Когда мне надо, я умею быть настойчивой!

ГЛАВА 11. Сон

— Будь осторожна, девочка! Никогда не пей и старайся даже не вдыхать ничего с ароматом пыльцы черной бабочки!

Я снова видела себя в кабинете приемного отца. Большой стол, затянутый зеленым сукном, строгие глаза графа.

— Но почему, ваше сиятельство?

— Я же просил тебя называть меня отцом.

— Я постараюсь, ваше сият… отец.

— Пыльца черной бабочки тебе вредна, Джесс! Помни об этом. Ни в коем случае! Или произойдет что-то плохое.

— Насколько плохое?

Граф развел руками.

— Просто не делай этого, девочка. Договорились?

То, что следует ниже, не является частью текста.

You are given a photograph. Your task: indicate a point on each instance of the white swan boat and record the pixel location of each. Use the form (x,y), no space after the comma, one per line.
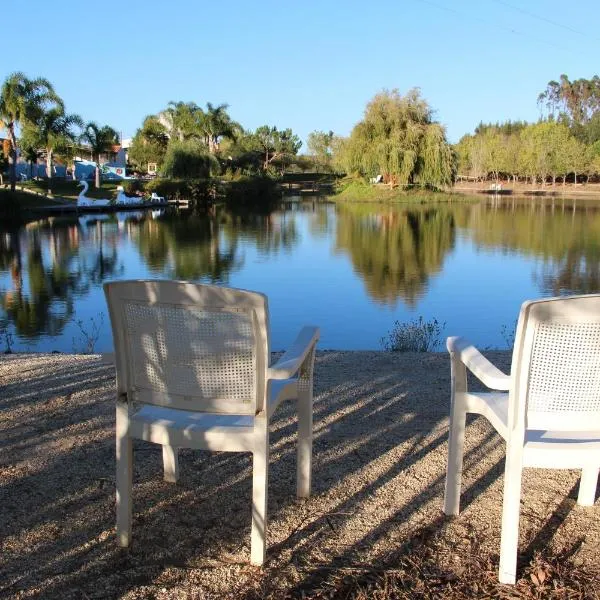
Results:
(84,201)
(122,202)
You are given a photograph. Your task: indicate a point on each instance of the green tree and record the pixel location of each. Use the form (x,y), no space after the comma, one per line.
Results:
(188,160)
(576,100)
(320,147)
(181,120)
(276,144)
(29,147)
(214,124)
(399,139)
(52,131)
(576,156)
(149,144)
(100,140)
(22,101)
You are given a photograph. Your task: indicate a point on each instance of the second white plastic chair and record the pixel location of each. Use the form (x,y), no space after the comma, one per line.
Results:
(547,410)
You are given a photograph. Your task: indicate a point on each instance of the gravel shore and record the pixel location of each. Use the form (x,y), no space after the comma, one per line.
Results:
(381,426)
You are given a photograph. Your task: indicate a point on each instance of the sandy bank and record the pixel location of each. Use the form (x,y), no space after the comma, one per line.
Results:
(380,451)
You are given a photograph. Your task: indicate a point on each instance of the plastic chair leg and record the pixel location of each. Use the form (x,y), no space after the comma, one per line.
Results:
(260,482)
(455,459)
(170,464)
(305,439)
(511,505)
(124,476)
(587,486)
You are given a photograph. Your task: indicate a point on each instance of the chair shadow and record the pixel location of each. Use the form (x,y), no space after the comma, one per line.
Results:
(379,466)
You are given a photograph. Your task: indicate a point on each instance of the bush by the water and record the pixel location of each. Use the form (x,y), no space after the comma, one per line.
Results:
(414,336)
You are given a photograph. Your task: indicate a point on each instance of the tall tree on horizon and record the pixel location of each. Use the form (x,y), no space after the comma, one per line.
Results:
(53,130)
(22,102)
(100,140)
(215,123)
(577,100)
(399,139)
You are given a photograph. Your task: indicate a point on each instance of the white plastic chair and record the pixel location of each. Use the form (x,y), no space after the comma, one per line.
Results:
(547,410)
(193,371)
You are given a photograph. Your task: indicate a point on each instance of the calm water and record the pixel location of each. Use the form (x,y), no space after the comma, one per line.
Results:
(353,270)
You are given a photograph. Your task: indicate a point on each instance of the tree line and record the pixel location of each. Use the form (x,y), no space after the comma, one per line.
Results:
(184,140)
(564,144)
(187,141)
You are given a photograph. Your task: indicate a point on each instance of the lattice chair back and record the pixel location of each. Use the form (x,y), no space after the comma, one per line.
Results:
(190,346)
(556,365)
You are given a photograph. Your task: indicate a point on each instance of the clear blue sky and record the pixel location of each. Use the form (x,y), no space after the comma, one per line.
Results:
(305,65)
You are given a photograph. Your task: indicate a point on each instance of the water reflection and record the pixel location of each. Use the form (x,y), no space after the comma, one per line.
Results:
(395,251)
(308,257)
(44,281)
(564,234)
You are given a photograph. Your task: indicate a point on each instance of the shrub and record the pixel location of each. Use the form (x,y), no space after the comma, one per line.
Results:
(414,336)
(132,186)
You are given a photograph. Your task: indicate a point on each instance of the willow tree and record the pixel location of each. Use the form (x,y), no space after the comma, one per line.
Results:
(399,139)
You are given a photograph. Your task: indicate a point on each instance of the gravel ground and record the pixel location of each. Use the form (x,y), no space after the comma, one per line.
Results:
(379,465)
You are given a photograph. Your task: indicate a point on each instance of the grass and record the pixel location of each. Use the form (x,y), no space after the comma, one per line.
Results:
(414,336)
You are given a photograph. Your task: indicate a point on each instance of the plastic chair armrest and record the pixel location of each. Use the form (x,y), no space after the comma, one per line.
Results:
(289,364)
(478,364)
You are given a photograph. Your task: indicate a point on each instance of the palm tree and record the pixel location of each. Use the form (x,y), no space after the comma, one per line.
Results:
(54,130)
(22,101)
(182,120)
(216,123)
(29,151)
(100,140)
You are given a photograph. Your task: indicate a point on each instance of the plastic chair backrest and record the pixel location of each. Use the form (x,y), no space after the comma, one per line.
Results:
(190,346)
(556,365)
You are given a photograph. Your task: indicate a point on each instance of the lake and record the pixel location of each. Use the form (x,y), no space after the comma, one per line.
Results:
(352,269)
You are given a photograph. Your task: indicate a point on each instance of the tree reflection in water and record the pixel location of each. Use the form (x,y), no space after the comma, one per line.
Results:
(49,268)
(43,303)
(395,251)
(564,234)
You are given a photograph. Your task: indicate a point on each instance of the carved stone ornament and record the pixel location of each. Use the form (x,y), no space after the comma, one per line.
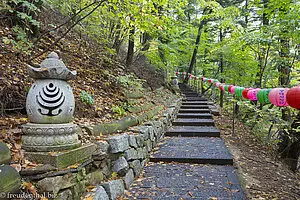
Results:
(174,80)
(52,68)
(50,107)
(50,101)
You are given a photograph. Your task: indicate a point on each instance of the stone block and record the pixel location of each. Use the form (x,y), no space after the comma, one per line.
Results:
(102,147)
(63,159)
(132,141)
(114,188)
(131,154)
(144,131)
(143,163)
(57,183)
(95,177)
(136,166)
(149,145)
(5,154)
(152,132)
(106,168)
(100,194)
(118,143)
(140,141)
(140,153)
(10,180)
(120,166)
(128,178)
(145,152)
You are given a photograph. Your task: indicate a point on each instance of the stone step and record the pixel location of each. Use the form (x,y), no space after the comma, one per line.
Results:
(201,150)
(193,122)
(194,111)
(189,92)
(191,95)
(195,115)
(194,106)
(193,131)
(195,99)
(195,102)
(186,181)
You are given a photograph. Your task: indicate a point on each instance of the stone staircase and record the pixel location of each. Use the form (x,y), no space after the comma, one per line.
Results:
(192,162)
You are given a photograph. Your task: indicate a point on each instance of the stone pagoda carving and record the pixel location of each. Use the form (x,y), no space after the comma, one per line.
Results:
(50,107)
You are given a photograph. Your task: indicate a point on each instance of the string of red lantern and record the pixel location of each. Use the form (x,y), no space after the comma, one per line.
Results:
(280,97)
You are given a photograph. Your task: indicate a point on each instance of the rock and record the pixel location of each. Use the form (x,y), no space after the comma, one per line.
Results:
(145,152)
(140,141)
(144,131)
(149,145)
(143,163)
(65,158)
(10,180)
(100,194)
(5,155)
(37,170)
(114,188)
(120,166)
(136,166)
(128,178)
(131,154)
(65,195)
(57,183)
(95,177)
(132,141)
(151,133)
(106,168)
(140,153)
(118,143)
(102,148)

И я тогда послушно кивнула. И была осторожна много лет.

Говорят, что только негроптера, или, как называют ее в народе, черная бабочка, способна пересекать незримую грань между нашим миром и скрытым и приносить оттуда на своих крыльях сверкающую пыльцу — вещь баснословно дорогую и имеющую не до конца изученное воздействие на человека. Ведьма, у которой я училась на парфюмера, показала мне однажды хрустальный фиал, где она хранила пыльцу. За крохотное количество, которое могло бы уместиться на кончике ножа, она отдала сто золотых монет. Разумеется, мне даже в руки ее не дали, но внешний вид пыльцы я запомнила. И, конечно же, запах. Но почему я не почувствовала ничего сейчас? Из-за того, что его перебивал аромат кофе?

И сейчас я бежала по ночному замку, шарахаясь от теней, вне себя от беспокойства. Что со мной будет? Как подействует запретное для меня вещество?

Я замкнула дверь спальни на ключ. Когда я торопливо сбрасывала халат и домашние туфли, у меня уже начинала кружиться голова. И едва я прикоснулась щекой к подушке, как комната вокруг поплыла. Резко запахло цветущей таволгой. А слабо поблескивающие в лунном свете хрустальные подвески люстры закачались, странно приблизились и вдруг превратились в раскидистый куст лилейника с золотыми чашечками. Потолок зашевелился, начал распадаться на клубы дыма, а затем рассеялся и взмыл вверх в голубое небо невесомыми облачками…

— Как рано расцвели в этом году розы!

Я подняла голову. Мама! Она держала меня за руку.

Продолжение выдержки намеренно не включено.